Naive Intervention – Part 3: Illusions of Predictability in Investment Theory and BPM

http://isismjpucher.wordpress.com/2013/01/25/naive-intervention-part-3-i...

One more book, and what illusions?

Nice list. I'll suggest another book aimed at the computer science / data science types: The Elements of Statistical Learning, by Trevor Hastie, Robert Tibshirani, and Jerome Friedman. See more at: http://www-stat.stanford.edu/~tibs/ElemStatLearn/.

This book is comparable to Data Mining: Practical Machine Learning Tools and Techniques, though it goes into more depth overall and it's not explicitly tied to a particular tool like WEKA. R packages are available for many of the algorithms, though.

As for Mr. Pulcher, I have to respectfully disagree. At my company (Causata) I see successful predictions in statistically significant quantities every week. These come from useful models that produce measurable ROI and testable hypotheses for further exploration and learning.

Mr Pulcher: if you're waiting for a model to make perfect predictions around human social interactions, then, by all means, pull up a chair! You're going to be waiting a while...

The rest of us will focus on models that are, to paraphrase George E. P. Box, wrong but useful: http://en.wikiquote.org/wiki/George_E._P._Box.

Justin Hemann
www.causata.com

Statistical Learning and Predictive Analytics

Justin, thanks for the comment. I am certainly not waiting for anything in the area of prediction as I have clearly stated.

I have spent a lot of time with statistical learning and yes they are useful in fairly closed systems and obviously in lab environments. They let us understand probabilities and some results seem to be statistically significant.

The main problem is after all the accuracy of the causalities in the model, the relevance of the data collected, the ability to shape execution in regards to the model and the ability to seperate the self-fulfilling prophecy from the real results. In most interesting areas there is no option to do double blind tests to see if the model can stand on its own.

We are using a statistical learning engine ourselves but I would not be so arrogant and call that predictions. It simply observes and identifies recurring patterns. That alone is interesting enough.

All I am asking for is some humble acceptance that most of nature's inner workings are hidden to us. As Nassim Taleb wrote:
Mathematical rigor does not turn fiction into fact.

Predicting is always difficult - especially about the future !

Mike,
Good List. I occssionally refer to your writings in my blog.

Yep, All The President's Data Scientists did make a difference.

"Analytics at Work: Smarter Decisions, Better Results" By Thomas Davenport is another relevant book.

I look at it as a continuum - Connected, Descriptive, Reactive, Predictive & Adaptive.

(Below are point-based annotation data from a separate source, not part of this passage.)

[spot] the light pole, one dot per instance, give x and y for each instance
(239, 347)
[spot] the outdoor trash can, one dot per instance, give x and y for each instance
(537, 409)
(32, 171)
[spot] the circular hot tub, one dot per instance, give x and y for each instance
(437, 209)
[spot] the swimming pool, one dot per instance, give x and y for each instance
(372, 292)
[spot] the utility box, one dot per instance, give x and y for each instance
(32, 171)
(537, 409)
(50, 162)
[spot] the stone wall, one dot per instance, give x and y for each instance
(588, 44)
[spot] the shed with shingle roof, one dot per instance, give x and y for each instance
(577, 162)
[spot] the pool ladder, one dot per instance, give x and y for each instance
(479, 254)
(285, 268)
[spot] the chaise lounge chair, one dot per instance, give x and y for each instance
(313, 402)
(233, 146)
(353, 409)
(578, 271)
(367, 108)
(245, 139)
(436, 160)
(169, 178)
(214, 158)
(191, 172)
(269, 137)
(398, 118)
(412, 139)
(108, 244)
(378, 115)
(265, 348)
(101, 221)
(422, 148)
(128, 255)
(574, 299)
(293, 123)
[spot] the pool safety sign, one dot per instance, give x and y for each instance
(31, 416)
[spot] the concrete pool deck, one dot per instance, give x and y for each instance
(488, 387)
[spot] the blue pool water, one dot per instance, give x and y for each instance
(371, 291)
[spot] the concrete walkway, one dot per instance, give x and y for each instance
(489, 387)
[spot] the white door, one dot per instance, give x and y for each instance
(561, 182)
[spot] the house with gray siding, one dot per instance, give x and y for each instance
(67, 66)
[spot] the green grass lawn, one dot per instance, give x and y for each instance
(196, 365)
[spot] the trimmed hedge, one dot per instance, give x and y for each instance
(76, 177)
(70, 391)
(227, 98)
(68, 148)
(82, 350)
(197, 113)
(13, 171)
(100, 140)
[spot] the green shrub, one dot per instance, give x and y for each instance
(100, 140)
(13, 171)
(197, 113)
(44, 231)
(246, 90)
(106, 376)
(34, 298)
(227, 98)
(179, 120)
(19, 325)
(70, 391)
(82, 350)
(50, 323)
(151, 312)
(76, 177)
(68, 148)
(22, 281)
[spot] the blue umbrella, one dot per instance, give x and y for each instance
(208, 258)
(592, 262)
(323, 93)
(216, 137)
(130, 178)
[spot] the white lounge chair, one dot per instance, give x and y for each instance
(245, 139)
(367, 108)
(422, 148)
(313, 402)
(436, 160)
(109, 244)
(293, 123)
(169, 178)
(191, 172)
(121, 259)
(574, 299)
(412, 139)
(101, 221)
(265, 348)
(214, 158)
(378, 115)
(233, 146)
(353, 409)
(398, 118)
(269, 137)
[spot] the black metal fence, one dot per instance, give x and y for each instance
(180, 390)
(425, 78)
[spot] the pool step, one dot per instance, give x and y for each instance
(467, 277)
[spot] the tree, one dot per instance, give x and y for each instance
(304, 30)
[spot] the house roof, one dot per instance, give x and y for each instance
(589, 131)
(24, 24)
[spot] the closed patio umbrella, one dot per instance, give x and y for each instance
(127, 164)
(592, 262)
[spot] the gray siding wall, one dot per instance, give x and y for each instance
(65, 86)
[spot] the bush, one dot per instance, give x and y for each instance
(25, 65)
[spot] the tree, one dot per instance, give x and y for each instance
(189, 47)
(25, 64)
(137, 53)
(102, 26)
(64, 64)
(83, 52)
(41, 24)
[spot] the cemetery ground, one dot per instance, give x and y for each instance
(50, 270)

Current Analytics systems are at best reactive, mostly descriptive ie they tell us how things are.

And yes, models are always a representation of the "real world" but if they help organizations to be adaptive, they have served their purpose.

Cheers

Re - Reading List

Thank you all for the recommendations, very useful to one such as me who is trying to broaden his understanding of the topic.

-dave